Alcune mamme attente all’alimentazione sana dei propri bambini, pensano che coinvolgere i bambini nel cucinare i piatti della tradizione del Natale, possa educarli ad una sana alimentazione. Vero o falso? Risponde la professoressa Daniela LuciniResponsabile della Sezione di Medicina dell’Esercizio e Patologie funzionali dell’Ospedale Humanitas.
 
Vero. Non solo cucinare ma anche fare la spesa per i pranzi del Natale è certamente un’attività educativa alla base dei processi in grado di cambiare gli stili di vita dei bambini – spiega l’esperta. – Un’opportunità di educazione alla sana alimentazione per i bambini può venire anche dal periodo del Natale in cui bambini e ragazzi rischiano di annoiarsi a casa mentre è possibile coinvolgerli nella preparazione dei piatti della tradizione ma a basso contenuto di grassi, oppure con ingredienti alternativi. I bambini infatti imparano a seguire una sana alimentazione se si trova il modo di interessare e rendere piacevole e coinvolgente l’esperienza di cucinare sano, in modo che i bambini capiscano la differenza tra i cibi industriali e raffinati come per esempio le merendine, in cui ci sono burro e conservanti in quantità, e quelli semplici alla base di una sana alimentazione come la merenda a base di mela o frutta. Purtroppo, i programmi televisivi di cucina pongono l’attenzione sul cucinare piatti elaborati ricchi di gusto a svantaggio della semplicità dei sapori.

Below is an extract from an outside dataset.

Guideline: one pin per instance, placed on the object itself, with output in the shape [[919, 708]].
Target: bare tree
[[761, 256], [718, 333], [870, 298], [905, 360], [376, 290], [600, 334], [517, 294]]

Infatti, il principio della sana alimentazione che dovrebbe passare ai bambini fin dal fare la spesa è che per cucinare e preparare cibi gustosi non è importante soltanto la qualità degli ingredienti ma anche quanto se ne usa. Insegnare ai bambini cosa significa sana alimentazione anche a Natale, per esempio, non significa cucinare senza gusto ma scegliere di cucinare in modo semplice evitando sughi con burro o salse a base di maionese, e preparando sughetti con pomodoro, erbe e spezie, limone, aglio ed olio extravergine d’oliva, senza esagerare nelle quantità, prediligendo le cotture al forno alle fritture, le creme dolci a base di ricotta anziché mascarpone, facendo fare l’esperienza anche ai bambini di cibi semplici, poco elaborati e gustosi fatti con le loro mani e salutari per tutti.”